Осенью забрили Леву в солдаты — забрили буквально, так как в социалистической Красной армии, как и когда-то в армии царской, новобранцев брили или стригли наголо — с этого начинается у нас солдатская служба. Когда через год, в сентябре 1941 года, призвали в армию меня, то тоже первым делом меня остригли под нулевку. После этой символической операции я еще несколько дней провел с Ирой в ожидании отправки на фронт, что до обмундирования, то, за исключением брезентового ремня и пилотки, я получил его только через месяц, а калоши и пальто носил на фронте до нового года, но носить свои волосы я не смел ни одного лишнего часа. И дело тут, конечно же, не в гигиене, о которой на фронте начальство не так уж и пеклось — стрижка головы — просто одна из унизительных процедур, входящая в комплекс мероприятий, служащих унижению лица, оскорблению его нравственного достоинства, стиранию его «я». Английские и американские солдаты и на войне носили длинные волосы, ходили по Вене и Берлину с расстегнутыми воротничками и вообще вели себя как свободные люди, а не как подневольные скоты, которых может оскорбить и унизить любой встречный «командир». Лева после церемонии «бритья» провел с нами еще сутки, а потом его угнали в Кострому, где он оказался в нацменьшинстве — среди немцев Поволжья, тогда еще не подвергавшимся массовым репрессиям.

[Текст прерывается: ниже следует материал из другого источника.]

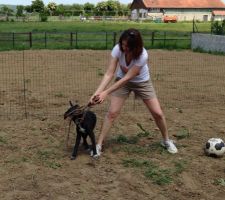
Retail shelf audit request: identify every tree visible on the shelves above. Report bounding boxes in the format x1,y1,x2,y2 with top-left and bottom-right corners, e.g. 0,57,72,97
55,4,65,16
94,0,123,16
31,0,45,13
212,20,225,35
24,5,32,13
16,5,24,17
70,4,84,16
119,3,130,16
0,5,14,20
84,2,95,14
107,0,119,15
95,1,107,16
47,2,57,16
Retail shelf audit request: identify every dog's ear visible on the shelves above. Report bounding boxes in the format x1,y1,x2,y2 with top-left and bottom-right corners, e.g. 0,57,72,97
69,101,73,107
64,101,79,119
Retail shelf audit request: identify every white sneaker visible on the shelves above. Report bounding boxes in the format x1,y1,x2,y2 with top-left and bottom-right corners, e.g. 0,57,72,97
161,140,178,154
90,144,102,158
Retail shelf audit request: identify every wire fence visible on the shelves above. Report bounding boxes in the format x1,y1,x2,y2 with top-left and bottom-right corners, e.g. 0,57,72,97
0,49,225,119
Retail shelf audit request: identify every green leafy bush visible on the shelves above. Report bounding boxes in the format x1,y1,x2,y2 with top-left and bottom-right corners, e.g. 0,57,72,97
39,13,48,22
211,20,225,35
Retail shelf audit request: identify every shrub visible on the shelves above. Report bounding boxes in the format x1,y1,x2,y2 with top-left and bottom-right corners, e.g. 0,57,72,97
211,20,225,35
39,13,48,22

Сохранилась его маленькая фотография тех дней, присланная нам из Костромы, на которой запечатлен худой, со впавшими щеками и глубоко сидящими печальными глазами Лева в красноармейской форме, придававшей ему совсем не воинственный, а скорее страдальческий вид, и на карточке надпись: «Се Лев».
Однако для нас с Ирой война еще не началась, не началась казенная служба, не начались хлопоты и тяготы семейной жизни, более или менее быстро уничтожающие — и порой бесследно — все радости первой любви, мы были свободны и одни, и наша комната в тот год стала местом дружеских сборищ и встреч, у нас почти всегда кто-нибудь бывал по вечерам, а иногда и оставался ночевать (обычно это была Нина Витман, которую мы укладывали на раскладушке). Кроме Нины, у нас постоянно бывала Лена, Слава Амосов и Верочка Айдарова, наша новая приятельница из Тифлиса, которая вместе с Ирой и Леной училась в аспирантуре. По-прежнему пилось сухое вино, пелись студенческие песни (еще прошлого века, вроде Языковской «Из страны, страны далекой…», или «Бригантина»), читались стихи, велись споры о литературе, не слишком глубокие и не слишком интересные, как я представляю теперь, за исключением, пожалуй, одного случая, когда Слава Амосов прочел нам свою работу о маленьких трагедиях Пушкина, так и затерявшуюся в глухом Копейске во время войны, где умер Слава, посланный туда по распределению школьным преподавателем.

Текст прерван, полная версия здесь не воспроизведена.